Lots to think about. With Fracture, we have the pipeline model which uses agents to progress things along. We could always leverage that within Frank to allow for delayed or long-running work to not block the current stuff. Of course, if we have a number of agents running, they are not preventing the primary server from blocking anyway, so we're probably safe. Another aspect we are planning is to have load management be able to spin up new agents as necessary, so again, blocking within a given application shouldn't affect the overall system.
Thanks the input!
So, how exactly is WSGI better? Python simply does not have a typed option. On the OWIN list people are saying that one of the goal of OWIN is not to have an assembly, maybe that is why it is what it is.. Still beats me why people would want to avoid an assembly.
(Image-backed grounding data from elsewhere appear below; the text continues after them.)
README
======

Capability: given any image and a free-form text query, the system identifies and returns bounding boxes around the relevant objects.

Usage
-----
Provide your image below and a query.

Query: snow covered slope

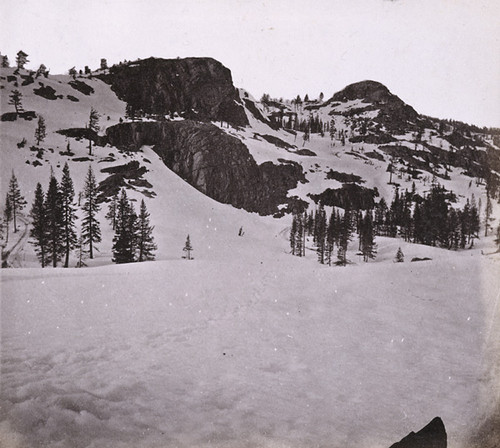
[1,59,499,448]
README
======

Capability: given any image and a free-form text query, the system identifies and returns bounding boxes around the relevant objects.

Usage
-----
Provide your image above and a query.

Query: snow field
[1,249,499,448]
[1,66,500,448]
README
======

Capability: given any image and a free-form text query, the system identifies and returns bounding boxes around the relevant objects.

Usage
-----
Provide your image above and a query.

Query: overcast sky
[1,0,499,127]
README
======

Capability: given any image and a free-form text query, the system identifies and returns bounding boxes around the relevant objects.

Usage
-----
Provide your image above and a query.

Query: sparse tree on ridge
[7,172,26,233]
[16,50,29,69]
[8,89,23,114]
[183,234,193,260]
[29,183,48,267]
[136,199,157,262]
[68,67,77,79]
[60,163,77,268]
[34,115,47,145]
[81,166,101,259]
[1,54,9,68]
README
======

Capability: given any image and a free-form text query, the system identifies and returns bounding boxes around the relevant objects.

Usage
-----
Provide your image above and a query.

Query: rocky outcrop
[106,120,306,215]
[330,80,419,132]
[389,417,447,448]
[99,57,248,127]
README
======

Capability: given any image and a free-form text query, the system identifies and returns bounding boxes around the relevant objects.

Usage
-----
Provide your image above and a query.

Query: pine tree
[106,193,119,230]
[8,89,23,114]
[87,107,100,155]
[325,209,337,266]
[315,206,327,264]
[1,54,9,68]
[183,234,193,260]
[290,214,297,255]
[329,119,336,145]
[494,224,500,252]
[112,189,137,264]
[7,172,26,233]
[34,115,47,145]
[45,173,64,267]
[75,231,88,268]
[360,213,377,262]
[60,163,77,267]
[81,166,101,259]
[395,247,404,263]
[337,210,352,266]
[16,50,29,69]
[29,183,48,267]
[136,199,156,262]
[3,194,13,244]
[484,193,493,237]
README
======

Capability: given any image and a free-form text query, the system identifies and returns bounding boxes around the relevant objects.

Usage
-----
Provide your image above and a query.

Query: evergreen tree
[60,162,77,267]
[8,89,23,114]
[395,247,404,263]
[112,189,137,264]
[3,194,13,243]
[1,54,9,68]
[87,107,100,155]
[7,172,26,233]
[329,119,336,145]
[337,209,352,266]
[29,183,48,267]
[16,50,29,69]
[494,224,500,252]
[183,234,193,260]
[484,193,493,237]
[81,166,101,259]
[290,214,297,255]
[360,213,377,262]
[325,209,337,266]
[295,213,304,257]
[315,206,327,264]
[34,115,47,145]
[106,193,119,230]
[75,231,88,268]
[136,199,157,262]
[45,173,64,267]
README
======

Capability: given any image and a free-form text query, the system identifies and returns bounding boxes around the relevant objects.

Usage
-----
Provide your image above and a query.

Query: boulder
[389,417,447,448]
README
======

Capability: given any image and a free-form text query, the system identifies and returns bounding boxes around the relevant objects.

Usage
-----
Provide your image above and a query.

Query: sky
[1,0,499,127]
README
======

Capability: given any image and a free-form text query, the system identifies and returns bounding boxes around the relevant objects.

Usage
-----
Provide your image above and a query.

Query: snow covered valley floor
[1,249,499,448]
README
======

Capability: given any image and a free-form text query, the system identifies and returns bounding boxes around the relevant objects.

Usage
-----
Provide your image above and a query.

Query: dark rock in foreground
[389,417,447,448]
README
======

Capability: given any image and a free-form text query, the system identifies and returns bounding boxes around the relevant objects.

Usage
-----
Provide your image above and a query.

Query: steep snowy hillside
[1,57,499,448]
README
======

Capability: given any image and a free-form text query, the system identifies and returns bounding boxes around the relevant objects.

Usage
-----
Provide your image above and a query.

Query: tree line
[1,167,157,267]
[290,182,494,266]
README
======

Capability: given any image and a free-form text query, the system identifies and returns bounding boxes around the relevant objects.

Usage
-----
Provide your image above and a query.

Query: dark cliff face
[106,120,305,215]
[99,57,249,127]
[331,80,419,131]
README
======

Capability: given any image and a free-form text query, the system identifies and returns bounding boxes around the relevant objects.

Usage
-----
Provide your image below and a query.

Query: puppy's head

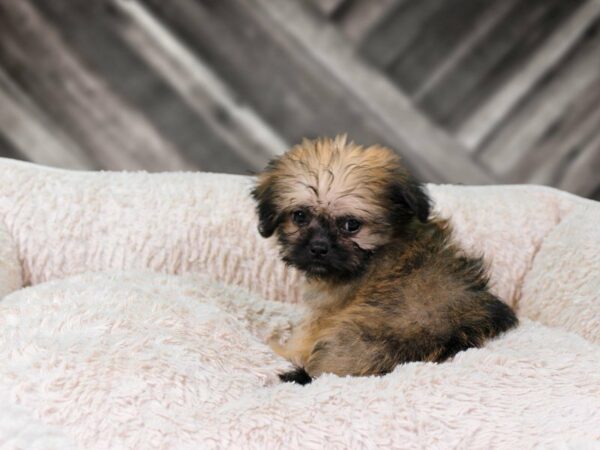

Here's the rationale behind the Input variant of the response: for certain requests the response headers are dependent on the request input (Data). Therefore, we need to give the response IO process a chance to read before emitting the headers. In this signature, unlike in OWIN, the headers dictionary is immutable, which makes sequencing explicit.
I kept the Read case in the Writer type thinking that perhaps reading and writing might be interleaved. I am not sure this is ever useful or practical. If it is not the case, we could drop the Read case and keep just Input, then the sequence of the automaton would be fixed: read the request, emit headers, write the response.